We're looking for a Senior Software Reliability Engineer (Nix) to join our Software Platform team and help us ship code into production with zero-downtime deployments, while keeping engineers fast and productive in the meantime. You'll work alongside our existing Nix lead and the broader platform team on the build, test, CI, and deployment pipeline end-to-end.
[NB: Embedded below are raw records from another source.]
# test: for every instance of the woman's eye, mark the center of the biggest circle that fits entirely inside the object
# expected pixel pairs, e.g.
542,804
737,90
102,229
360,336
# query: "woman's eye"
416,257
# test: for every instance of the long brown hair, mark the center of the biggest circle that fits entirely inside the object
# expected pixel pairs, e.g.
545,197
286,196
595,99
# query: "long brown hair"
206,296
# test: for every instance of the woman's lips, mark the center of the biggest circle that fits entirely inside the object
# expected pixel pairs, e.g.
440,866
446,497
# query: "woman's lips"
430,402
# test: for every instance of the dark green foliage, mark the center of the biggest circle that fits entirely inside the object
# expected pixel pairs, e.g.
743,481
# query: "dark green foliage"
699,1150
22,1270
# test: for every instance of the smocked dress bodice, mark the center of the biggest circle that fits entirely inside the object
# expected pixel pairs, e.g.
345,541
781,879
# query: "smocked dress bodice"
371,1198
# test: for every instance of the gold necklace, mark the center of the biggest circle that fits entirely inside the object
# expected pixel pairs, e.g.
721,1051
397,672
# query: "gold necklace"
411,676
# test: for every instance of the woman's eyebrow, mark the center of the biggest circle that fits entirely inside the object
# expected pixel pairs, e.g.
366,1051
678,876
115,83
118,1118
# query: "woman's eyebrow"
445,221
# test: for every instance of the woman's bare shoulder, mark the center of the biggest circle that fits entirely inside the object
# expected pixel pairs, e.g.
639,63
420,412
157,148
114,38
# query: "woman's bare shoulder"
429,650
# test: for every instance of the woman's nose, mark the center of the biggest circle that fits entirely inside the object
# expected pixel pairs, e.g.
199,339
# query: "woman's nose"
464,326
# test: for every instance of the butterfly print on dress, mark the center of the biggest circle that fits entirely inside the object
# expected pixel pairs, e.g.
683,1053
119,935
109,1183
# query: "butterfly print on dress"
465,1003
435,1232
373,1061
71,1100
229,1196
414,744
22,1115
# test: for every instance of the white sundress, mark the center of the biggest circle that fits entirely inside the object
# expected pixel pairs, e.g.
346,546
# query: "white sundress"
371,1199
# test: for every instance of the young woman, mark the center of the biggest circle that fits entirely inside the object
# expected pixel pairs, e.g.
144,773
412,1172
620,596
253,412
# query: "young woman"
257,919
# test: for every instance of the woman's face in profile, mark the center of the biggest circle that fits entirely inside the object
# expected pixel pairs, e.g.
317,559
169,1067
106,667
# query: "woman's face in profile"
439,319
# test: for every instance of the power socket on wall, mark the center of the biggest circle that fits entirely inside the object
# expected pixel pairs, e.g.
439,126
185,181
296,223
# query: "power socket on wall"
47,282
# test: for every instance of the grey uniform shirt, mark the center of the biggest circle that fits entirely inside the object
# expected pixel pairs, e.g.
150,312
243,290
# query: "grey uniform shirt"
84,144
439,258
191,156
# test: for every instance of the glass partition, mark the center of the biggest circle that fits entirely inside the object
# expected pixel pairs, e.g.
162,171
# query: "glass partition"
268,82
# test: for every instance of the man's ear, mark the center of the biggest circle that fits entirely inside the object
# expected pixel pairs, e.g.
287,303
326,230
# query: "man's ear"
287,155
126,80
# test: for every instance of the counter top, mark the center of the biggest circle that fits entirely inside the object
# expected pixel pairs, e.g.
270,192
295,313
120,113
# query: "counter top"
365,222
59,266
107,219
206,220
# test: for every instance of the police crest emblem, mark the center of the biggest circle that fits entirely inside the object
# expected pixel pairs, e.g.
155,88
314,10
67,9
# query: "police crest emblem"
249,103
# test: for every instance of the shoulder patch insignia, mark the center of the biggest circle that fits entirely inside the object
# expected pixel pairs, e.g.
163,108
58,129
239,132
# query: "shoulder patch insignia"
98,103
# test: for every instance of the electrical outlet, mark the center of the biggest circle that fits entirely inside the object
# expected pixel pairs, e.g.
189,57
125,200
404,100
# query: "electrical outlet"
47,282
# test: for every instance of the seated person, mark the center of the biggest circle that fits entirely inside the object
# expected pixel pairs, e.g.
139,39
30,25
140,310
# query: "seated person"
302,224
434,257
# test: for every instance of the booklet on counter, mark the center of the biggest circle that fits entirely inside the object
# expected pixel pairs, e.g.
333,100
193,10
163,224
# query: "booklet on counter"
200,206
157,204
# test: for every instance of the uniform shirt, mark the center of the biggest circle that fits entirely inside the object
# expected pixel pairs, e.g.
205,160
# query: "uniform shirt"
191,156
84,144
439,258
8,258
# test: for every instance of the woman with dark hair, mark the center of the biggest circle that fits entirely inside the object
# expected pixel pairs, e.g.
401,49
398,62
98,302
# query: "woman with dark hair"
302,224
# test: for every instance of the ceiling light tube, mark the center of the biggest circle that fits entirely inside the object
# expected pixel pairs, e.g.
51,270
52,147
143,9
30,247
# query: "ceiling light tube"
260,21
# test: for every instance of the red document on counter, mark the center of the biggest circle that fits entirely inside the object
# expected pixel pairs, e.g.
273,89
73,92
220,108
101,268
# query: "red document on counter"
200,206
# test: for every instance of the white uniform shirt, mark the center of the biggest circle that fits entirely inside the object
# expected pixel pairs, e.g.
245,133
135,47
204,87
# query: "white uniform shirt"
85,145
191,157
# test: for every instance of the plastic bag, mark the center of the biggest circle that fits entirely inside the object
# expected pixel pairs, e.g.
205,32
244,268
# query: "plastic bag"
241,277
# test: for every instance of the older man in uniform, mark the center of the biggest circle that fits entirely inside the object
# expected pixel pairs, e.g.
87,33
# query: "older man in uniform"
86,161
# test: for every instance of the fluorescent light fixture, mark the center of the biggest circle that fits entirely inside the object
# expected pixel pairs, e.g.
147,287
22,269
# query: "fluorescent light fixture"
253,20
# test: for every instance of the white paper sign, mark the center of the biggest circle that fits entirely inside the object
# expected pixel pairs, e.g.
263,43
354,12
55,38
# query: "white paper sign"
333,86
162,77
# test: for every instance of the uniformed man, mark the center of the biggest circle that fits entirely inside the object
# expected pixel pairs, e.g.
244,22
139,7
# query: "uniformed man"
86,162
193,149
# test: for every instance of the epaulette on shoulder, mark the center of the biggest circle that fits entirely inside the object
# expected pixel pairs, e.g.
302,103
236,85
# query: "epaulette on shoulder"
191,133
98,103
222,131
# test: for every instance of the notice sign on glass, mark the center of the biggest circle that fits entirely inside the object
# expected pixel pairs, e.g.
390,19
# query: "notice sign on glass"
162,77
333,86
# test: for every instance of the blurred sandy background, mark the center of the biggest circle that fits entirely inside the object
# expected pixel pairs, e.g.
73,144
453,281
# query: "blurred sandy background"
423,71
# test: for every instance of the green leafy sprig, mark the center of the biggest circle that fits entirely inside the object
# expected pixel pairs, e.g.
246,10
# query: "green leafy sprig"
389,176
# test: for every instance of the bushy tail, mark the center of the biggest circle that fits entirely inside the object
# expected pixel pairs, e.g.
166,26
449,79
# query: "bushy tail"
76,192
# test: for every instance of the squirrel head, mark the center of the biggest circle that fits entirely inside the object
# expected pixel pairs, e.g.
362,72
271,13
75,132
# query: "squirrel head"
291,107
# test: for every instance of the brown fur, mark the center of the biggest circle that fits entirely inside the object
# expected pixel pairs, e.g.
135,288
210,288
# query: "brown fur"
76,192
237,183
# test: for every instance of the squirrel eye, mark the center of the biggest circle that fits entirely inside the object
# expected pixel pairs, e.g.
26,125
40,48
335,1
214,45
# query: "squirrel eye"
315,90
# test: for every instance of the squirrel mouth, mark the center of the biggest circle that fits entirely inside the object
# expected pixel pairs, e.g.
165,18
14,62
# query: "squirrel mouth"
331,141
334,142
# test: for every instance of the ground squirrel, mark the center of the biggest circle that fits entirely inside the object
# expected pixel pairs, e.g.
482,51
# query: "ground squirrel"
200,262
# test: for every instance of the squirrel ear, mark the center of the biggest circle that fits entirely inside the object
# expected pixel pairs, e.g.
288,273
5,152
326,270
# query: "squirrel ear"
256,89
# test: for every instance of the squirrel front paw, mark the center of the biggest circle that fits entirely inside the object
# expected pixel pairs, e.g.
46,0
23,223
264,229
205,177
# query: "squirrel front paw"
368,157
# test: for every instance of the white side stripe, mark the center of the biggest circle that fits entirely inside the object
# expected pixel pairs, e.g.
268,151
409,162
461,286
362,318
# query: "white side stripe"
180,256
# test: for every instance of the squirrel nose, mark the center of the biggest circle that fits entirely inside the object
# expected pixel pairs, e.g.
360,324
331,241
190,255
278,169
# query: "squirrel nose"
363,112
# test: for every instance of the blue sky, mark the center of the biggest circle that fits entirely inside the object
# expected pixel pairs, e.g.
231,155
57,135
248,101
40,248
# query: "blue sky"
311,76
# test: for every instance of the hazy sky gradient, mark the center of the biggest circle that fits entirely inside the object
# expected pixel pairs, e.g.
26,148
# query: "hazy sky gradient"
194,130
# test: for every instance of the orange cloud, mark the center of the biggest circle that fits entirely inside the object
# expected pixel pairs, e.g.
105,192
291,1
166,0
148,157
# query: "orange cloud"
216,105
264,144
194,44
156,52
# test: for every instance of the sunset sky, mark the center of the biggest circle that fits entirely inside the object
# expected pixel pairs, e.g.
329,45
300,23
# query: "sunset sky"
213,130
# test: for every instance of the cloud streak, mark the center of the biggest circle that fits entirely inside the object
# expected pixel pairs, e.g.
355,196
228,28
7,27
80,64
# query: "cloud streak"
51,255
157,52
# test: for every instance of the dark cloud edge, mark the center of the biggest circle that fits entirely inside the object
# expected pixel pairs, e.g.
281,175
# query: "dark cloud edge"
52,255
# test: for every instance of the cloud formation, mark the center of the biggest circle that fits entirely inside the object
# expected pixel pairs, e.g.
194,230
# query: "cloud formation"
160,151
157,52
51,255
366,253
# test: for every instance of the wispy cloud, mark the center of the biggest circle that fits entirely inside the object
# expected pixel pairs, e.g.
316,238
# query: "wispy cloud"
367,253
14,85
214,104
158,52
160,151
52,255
You'll have real influence over how we manage and scale our compute infrastructure as demand grows.
What You’ll Do
Design, build, and maintain Nix-Native CI and deployment pipelines that take code from commit to production with zero-downtime deploys
Maintain and improve our internal package set in order to enable software distribution across the company and to our customers and drive adoption of NixOS across our infrastructure
Own and optimize our CI compute pool — improve pipeline throughput, identify and resolve bottlenecks, and manage resource allocation across a growing, compute-intensive test and verification workload
Partner with engineering leadership on hardware capacity planning and infrastructure procurement as compute needs scale
Improve developer ergonomics around Nix — tooling, documentation, standards, and workflows that keep engineers productive
Define and evolve our deployment strategy, including how software is delivered to customers across multiple regions/markets
Operate and support high-consequence, customer-facing production systems with rigor and care
Provide mentorship and Nix expertise to the broader engineering org as the platform team grows
Must have experience:
5+ years building internal developer platforms, build systems, or CI/CD infrastructure.
Hands-on experience with a Nix-based build system or comparable for a real product with real customers
Proven experience delivering software reliably for a live system with a large user base, including zero-downtime deployment practices
Experience managing high-consequence systems where reliability and correctness directly impact customers
Experience owning and optimizing a large CI system and compute pool — resource management, pipeline performance, and bottleneck analysis
Deep understanding of how build systems and packaging ecosystems work (Nix, Nixpkgs, NixOS, or comparable systems such as Bazel)
Experience with infrastructure-as-code and configuration management tooling (e.g., Terraform, Ansible, Chef, Salt)
Experience managing and owning cloud infrastructure (AWS, Google Cloud, or Microsoft Azure) or on-premise hardware systems
Able to take a vaguely-defined infrastructure problem, break it down, and ship a solution
Nice to have:
Experience with NixOS in production (not just Nix for builds/packaging)
Experience with Bazel or other large-scale build systems
Experience with globally distributed deployment and the operational challenges that come with it
Experience with hardware/compute procurement and capacity planning
Experience scaling platform infrastructure at a fast-growing startup
Experience with FedRAMP, ITAR, SOX, or other relevant security/compliance frameworks
Knowledge of the Nix packaging ecosystem and/or the NixOS module system
Familiarity with the build tooling behind one of Revel's core language stacks — e.g., CMake/pkg-config (C++), Cargo/Rustc (Rust), Go, Vite (TypeScript), or setuptools/uv/hatchling (Python)
Linux fundamentals: kernel and kernel modules, Kconfig, systemd, Secure Boot, and system hardening
Experience with Linux on embedded targets
Why Revel
Work on systems that support real-world hardware operations
Tackle challenging problems in large-scale data infrastructure
High ownership and impact within a fast-moving engineering team
Opportunity to help shape the future of our platform
ITAR Requirements
To conform to U.S. Government export regulations, applicants must be a (i) U.S. citizen or national, (ii) U.S. lawful permanent resident (green card holder), (iii) Refugee under 8 U.S.C. § 1157, or (iv) Asylee under 8 U.S.C. § 1158, or be eligible to obtain required authorizations from the U.S. Department of State.